Cumplió lo que cifraba su nombre. Aristóteles, de algún modo el padre de la lógica, sostenía que la fuente del conocimiento es la experiencia. Y Onassis labró el suyo en ella. El nombre era también un mandato paterno. El papá se llamaba Sócrates, que fue maestro de Platón, que fue maestro de Aristóteles. La mamá se llamaba Penélope, que evocaba a la eterna enamorada que esperó en Ítaca, durante casi veinte años, a que regresara de Troya su eterno enamorado, Odiseo, Ulises para los romanos, mientras tejía cada noche y destejía cada amanecer el frágil hilo de su esperanza. De esa madera estaba hecho Ari, como le llamaban sus íntimos.
Había nacido el 20 de enero de 1906 en Izmir o Esmirna, según quién sea, turco o griego, quien nombre a ese territorio a la vera del Egeo, fundada por los griegos, capturada por los romanos y reconstruida por Alejandro Magno, un alumno de Aristóteles. La ciudad estaba bajo dominio turco, pero Onassis nació en el seno de una familia griega de comerciantes en tabaco. En 1919, tras la desintegración del imperio otomano, los griegos ocuparon Esmirna y el tratado de Lausana le dio a Onassis y a muchos otros, la nacionalidad griega. Pero entonces fue el nacionalismo turco el que persiguió a los griegos y a otras minorías. Los Onassis huyeron a Atenas, y lo perdieron casi todo. Parientes lejanos, o contactos tabacaleros de su padre, hicieron que Aristóteles y una hermana embarcaran hacia la Argentina en la tercera clase de un buque que tenía como una última escala a Buenos Aires, capital de un país que entonces era tierra de promisión.

La leyenda dice que en el bolsillo de Ari, de diecisiete años que desembarca y pasa fugaz por el Hotel de los Inmigrantes, sólo había cien dólares. Él mismo alimentó esa fábula, si lo fue: “Cuando llegué a Buenos Aires, en 1923, cien dólares no era mucho. Con la esperanza de que las relaciones de mi padre dieran los resultados esperados, necesitaba trabajar”. Trabajó duro: fue lavaplatos, cocinero en el ferrocarril, peón de albañil, hizo brillar los cristales de la sastrería Marchetti y se hartó rápido de los trabajos de inmigrantes.

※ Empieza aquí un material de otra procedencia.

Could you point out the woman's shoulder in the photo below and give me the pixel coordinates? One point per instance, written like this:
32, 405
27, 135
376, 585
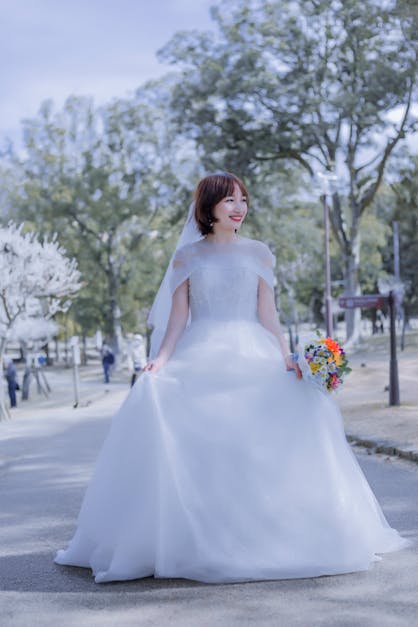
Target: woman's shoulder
186, 252
260, 249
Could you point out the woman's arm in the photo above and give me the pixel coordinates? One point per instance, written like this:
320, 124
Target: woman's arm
176, 324
268, 316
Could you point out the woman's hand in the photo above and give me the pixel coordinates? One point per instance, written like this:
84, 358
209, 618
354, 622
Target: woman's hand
292, 364
155, 365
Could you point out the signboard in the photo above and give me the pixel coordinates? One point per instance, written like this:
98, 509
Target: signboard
364, 301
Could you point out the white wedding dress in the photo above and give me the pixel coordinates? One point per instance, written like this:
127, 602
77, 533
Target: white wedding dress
223, 466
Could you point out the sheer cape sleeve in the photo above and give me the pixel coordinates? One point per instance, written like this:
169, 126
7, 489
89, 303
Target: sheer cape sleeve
264, 262
183, 262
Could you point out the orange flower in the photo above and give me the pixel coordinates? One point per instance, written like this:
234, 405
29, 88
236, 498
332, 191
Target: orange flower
332, 345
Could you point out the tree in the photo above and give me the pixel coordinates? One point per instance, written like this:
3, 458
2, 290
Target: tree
313, 81
37, 279
405, 212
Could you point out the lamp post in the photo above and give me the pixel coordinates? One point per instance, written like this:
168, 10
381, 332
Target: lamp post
326, 179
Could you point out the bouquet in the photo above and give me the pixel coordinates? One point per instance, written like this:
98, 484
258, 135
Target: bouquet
323, 362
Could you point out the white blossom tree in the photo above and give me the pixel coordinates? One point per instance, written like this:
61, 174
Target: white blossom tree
37, 280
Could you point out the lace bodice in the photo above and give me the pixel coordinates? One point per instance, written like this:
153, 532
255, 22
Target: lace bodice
223, 278
223, 293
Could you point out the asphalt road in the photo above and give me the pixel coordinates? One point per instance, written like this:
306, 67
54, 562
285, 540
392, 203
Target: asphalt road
45, 463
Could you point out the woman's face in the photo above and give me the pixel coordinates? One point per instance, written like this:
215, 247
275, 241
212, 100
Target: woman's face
230, 211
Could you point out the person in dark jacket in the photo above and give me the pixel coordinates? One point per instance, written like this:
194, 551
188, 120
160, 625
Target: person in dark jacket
11, 382
108, 360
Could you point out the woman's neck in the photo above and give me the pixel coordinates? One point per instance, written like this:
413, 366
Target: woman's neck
222, 237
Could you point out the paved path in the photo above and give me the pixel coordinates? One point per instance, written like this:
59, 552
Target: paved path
48, 457
368, 418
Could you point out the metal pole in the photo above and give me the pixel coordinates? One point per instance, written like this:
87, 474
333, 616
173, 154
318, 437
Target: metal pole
393, 367
328, 303
396, 263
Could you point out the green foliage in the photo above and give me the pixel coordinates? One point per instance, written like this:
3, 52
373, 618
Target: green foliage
406, 214
109, 181
310, 82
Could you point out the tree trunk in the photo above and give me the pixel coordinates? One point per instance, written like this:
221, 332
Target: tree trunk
352, 288
115, 314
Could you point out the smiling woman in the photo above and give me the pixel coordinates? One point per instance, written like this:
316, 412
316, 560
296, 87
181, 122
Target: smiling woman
220, 198
222, 465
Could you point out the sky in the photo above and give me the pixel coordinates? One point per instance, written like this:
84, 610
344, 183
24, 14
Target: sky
103, 48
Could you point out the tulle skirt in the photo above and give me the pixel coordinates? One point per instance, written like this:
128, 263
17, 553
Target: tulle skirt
224, 467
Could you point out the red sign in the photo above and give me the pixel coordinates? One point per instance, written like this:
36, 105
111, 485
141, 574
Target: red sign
364, 301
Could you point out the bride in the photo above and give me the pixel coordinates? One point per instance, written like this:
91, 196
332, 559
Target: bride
223, 464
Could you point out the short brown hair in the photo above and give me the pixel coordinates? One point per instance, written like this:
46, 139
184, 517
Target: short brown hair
211, 190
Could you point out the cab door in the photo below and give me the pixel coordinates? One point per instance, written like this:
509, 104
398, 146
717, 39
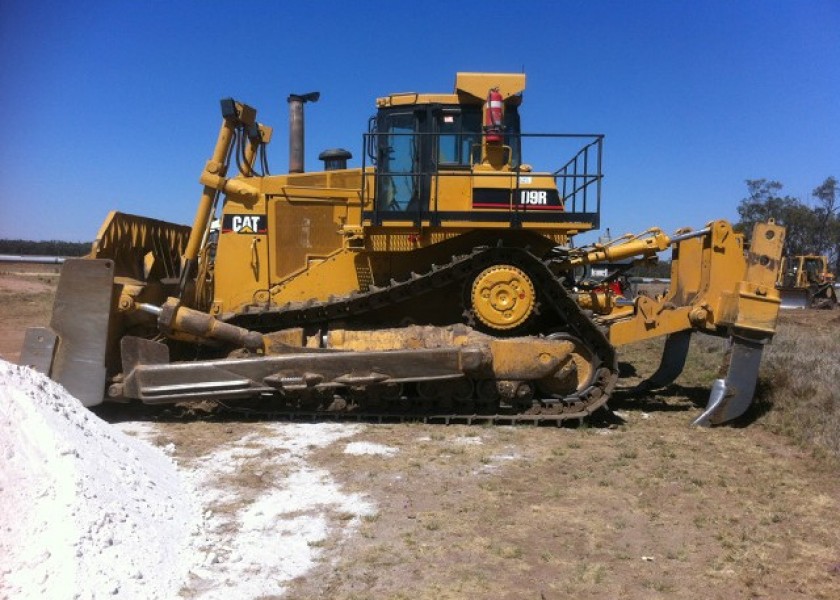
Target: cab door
403, 173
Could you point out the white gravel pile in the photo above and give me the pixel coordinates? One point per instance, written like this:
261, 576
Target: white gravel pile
85, 510
279, 528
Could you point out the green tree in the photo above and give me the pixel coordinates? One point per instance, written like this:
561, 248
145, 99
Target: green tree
827, 235
766, 202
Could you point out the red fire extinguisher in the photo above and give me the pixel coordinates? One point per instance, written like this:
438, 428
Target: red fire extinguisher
493, 111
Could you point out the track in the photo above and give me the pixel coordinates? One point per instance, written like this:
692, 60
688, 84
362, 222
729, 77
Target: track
468, 401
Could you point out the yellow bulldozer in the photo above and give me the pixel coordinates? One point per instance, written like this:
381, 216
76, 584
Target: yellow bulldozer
437, 280
805, 281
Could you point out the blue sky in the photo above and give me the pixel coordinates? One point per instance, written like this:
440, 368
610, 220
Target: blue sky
114, 104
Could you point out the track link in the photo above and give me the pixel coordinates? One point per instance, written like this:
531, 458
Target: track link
567, 315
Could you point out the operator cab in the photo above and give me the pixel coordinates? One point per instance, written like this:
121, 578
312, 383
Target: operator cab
415, 143
455, 161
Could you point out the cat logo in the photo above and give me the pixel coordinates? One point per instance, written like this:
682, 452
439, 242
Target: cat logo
247, 224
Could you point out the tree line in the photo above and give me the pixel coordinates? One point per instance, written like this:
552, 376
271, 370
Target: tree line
44, 248
813, 226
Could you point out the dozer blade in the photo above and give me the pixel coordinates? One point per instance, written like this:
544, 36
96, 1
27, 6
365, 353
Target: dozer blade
72, 351
731, 397
794, 298
673, 361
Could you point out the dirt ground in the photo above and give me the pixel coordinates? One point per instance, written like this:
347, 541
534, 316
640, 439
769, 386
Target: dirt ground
632, 505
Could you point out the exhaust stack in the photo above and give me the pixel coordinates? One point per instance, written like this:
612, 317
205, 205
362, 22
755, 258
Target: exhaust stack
296, 129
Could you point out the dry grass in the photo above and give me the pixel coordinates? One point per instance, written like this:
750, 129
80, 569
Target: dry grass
799, 387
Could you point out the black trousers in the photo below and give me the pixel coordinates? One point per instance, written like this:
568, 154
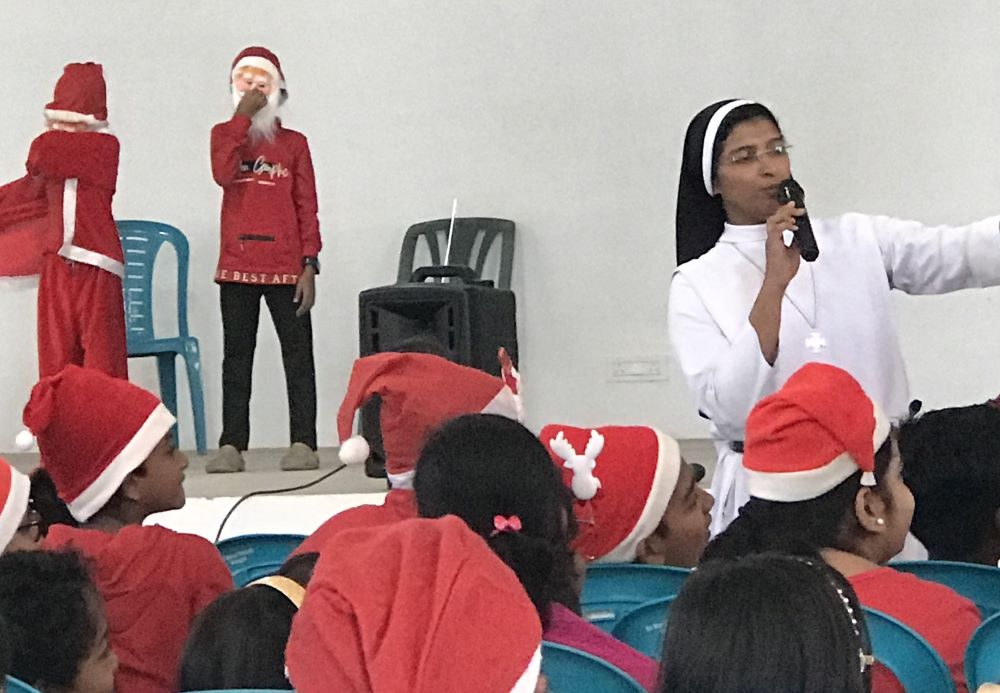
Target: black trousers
240, 305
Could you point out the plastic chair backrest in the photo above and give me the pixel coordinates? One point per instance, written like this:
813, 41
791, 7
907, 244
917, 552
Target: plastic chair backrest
912, 660
611, 590
18, 686
644, 627
141, 241
982, 658
571, 671
253, 556
473, 236
979, 584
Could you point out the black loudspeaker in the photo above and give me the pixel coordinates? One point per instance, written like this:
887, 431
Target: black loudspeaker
470, 320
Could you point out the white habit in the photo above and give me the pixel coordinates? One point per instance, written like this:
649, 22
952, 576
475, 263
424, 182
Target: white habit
836, 310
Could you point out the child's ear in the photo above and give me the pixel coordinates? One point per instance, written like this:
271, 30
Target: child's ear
130, 488
870, 510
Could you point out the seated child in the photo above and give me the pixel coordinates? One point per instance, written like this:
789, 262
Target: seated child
766, 623
239, 640
55, 622
496, 476
20, 525
418, 606
636, 499
107, 446
418, 393
824, 476
951, 463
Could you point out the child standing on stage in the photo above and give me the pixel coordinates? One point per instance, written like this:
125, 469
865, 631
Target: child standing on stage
269, 250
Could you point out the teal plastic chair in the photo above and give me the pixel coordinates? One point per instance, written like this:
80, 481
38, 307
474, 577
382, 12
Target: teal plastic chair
982, 658
141, 242
254, 556
611, 590
571, 671
916, 664
644, 627
17, 686
979, 584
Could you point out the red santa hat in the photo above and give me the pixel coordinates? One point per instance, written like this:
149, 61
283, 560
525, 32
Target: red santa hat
811, 435
622, 477
419, 392
14, 493
81, 96
419, 606
93, 431
262, 59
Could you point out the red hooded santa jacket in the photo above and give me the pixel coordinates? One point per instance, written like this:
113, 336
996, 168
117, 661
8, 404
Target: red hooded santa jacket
269, 207
154, 582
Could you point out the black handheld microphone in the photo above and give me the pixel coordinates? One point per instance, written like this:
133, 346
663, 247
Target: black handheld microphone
790, 191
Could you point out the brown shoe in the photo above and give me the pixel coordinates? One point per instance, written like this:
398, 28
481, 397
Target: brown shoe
227, 460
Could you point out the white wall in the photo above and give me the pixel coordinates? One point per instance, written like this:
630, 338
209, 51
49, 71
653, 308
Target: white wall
567, 117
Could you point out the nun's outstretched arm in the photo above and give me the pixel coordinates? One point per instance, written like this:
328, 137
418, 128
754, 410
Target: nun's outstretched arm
727, 376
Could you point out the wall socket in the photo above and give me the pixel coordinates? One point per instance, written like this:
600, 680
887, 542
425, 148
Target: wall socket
640, 369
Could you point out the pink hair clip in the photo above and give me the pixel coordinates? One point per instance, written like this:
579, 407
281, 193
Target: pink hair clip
505, 524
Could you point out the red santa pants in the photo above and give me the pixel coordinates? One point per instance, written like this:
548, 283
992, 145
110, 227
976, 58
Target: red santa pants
81, 318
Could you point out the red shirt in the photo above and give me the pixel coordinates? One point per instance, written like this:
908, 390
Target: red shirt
269, 207
944, 618
399, 505
80, 173
154, 582
566, 628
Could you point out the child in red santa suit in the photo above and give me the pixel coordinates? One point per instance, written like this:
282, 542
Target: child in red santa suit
107, 446
269, 250
61, 210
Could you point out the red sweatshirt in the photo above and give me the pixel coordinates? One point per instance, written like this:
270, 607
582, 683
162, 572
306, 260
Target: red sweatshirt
154, 582
80, 171
944, 618
399, 505
269, 207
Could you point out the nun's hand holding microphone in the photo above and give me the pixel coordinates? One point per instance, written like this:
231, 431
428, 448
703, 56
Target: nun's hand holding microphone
783, 260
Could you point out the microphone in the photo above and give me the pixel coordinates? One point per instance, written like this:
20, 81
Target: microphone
790, 191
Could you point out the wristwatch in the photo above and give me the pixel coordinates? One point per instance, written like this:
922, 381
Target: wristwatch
311, 261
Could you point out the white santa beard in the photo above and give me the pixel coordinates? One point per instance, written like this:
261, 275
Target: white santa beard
265, 122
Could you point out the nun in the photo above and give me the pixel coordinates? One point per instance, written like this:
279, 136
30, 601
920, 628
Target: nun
746, 311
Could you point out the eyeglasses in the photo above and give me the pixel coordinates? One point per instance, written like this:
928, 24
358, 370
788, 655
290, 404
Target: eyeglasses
747, 155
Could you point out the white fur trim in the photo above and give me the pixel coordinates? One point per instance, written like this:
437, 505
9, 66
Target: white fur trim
135, 452
668, 470
506, 403
402, 481
529, 679
706, 147
74, 117
354, 450
261, 64
14, 507
791, 487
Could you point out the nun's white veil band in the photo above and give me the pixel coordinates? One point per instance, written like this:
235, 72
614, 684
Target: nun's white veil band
710, 133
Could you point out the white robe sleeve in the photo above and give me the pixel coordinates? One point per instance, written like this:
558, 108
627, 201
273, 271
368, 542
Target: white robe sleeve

Logró entrar como telefonista en la British United River Plate Telephone & Co.: hizo trampa. “Para poder trabajar allí tenía que ser seis años mayor. Mentí mi edad. Tampoco me parecía que Izmir fuese un lugar ni conocido ni serio para haber nacido, así que opté por uno que me pareció más honorable: Atenas. Pedí trabajar de noche para tener los días libres y buscar otras salidas. Un año después, con la ayuda de un préstamo abrí mi primer negocio de cigarrillos. No dejé mi trabajo en la compañía telefónica hasta que estuve seguro de que mi negocia iba a funcionar. Mi estrategia siempre fue la de cuidarme las espaldas por si había imprevistos”.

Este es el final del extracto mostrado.